Where can I read more about the spill-over from animals to humans in connection to the COVID-19 coronavirus?
STATEMENT: Chinese ban on wildlife markets needs to be permanent
“The Chinese government’s announcement today to temporarily ban the sale of wildlife in markets, restaurants and over e-commerce needs to be permanent," said WCS's Dr. Christian Walzer. "We congratulate the government for taking this important first step."
“The banning of such sales will help end the possibility of future outbreaks of zoonotic diseases, such as the COVID-19 coronavirus. We learned this lesson with the outbreak of another zoonotic disease, SARS, in 2002. The pattern will keep repeating itself until we ban, not only in China, but in other countries, the sale of wildlife, specifically for food and in food markets."
The Guardian: Calls for global ban on wild animal markets
Wild animal markets must be banned worldwide, say experts in and outside China, warning that the sale of sometimes endangered species for human consumption is the cause both of the new coronavirus outbreak and other past epidemics.

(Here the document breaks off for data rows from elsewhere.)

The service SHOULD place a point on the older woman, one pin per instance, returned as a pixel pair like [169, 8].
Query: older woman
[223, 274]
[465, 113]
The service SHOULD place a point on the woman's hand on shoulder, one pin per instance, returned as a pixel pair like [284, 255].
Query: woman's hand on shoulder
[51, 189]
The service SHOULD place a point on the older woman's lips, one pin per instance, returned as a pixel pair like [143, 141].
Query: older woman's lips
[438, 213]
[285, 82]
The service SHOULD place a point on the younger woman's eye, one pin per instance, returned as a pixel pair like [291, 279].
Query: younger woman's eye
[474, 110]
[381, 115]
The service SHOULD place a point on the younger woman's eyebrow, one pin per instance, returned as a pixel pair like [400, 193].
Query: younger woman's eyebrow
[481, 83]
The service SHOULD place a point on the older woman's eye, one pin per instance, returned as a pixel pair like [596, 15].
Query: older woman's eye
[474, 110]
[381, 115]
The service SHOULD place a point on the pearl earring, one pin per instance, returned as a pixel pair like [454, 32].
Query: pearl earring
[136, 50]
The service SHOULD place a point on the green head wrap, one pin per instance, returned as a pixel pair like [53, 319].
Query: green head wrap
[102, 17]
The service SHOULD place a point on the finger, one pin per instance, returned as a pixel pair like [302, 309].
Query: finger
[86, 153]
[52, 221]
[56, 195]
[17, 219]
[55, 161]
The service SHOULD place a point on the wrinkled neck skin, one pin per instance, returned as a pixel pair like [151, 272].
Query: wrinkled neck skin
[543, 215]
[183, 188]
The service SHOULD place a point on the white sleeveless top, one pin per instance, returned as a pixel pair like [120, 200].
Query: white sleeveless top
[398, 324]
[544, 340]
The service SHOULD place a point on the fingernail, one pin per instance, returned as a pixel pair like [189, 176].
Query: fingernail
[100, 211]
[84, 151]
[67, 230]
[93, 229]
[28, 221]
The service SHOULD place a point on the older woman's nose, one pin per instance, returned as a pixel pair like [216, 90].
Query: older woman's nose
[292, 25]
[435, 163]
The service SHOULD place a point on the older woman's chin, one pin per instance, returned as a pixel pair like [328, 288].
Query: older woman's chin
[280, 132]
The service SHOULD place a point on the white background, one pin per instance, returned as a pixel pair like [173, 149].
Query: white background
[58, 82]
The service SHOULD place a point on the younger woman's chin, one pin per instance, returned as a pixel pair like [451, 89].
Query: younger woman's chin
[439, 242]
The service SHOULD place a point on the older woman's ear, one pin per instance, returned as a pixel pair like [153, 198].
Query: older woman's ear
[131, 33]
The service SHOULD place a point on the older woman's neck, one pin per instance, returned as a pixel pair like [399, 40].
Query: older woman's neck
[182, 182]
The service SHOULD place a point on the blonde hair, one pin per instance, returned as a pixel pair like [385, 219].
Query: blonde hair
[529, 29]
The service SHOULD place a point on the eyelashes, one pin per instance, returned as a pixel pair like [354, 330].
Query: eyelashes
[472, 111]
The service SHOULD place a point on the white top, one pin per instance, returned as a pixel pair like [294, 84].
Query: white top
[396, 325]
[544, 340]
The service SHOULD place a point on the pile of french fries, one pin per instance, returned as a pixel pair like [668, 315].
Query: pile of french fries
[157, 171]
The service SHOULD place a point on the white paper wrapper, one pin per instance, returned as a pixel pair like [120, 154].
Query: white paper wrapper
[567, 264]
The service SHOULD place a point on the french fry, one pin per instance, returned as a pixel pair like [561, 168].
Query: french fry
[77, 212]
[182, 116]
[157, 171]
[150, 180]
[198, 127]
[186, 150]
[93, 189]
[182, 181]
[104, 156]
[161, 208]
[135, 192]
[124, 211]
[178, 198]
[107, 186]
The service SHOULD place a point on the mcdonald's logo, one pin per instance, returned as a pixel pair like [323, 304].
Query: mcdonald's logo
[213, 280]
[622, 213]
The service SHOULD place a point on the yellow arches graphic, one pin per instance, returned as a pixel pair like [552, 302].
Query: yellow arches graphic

The Huanan seafood market in Wuhan, which has been closed down as the source of the infection, had a wild animal section, where live and slaughtered species were on sale. An inventory list at the Da Zhong domestic and wild animals shop inside the market includes live wolf pups, golden cicadas, scorpions, bamboo rats, squirrels, foxes, civets, hedgehogs (probably porcupines), salamanders, turtles and crocodiles. In addition, it offered assorted parts of some animals, such as crocodile tail, belly, tongue and intestines.
January 22, 2020
STATEMENT: Close live animal markets that trade in wildlife
“Governments must recognize the global public health threats of zoonotic diseases," said WCS's Dr. Christian Walzer. "It is time to close live animal markets that trade in wildlife, strengthen efforts to combat trafficking of wild animals, and work to change dangerous wildlife consumption behaviors, especially in cities. It is essential to invest resources not only into discovering new viruses but more importantly in determining the epidemiological drivers of zoonotic spillover, amplification, and spread of infectious diseases."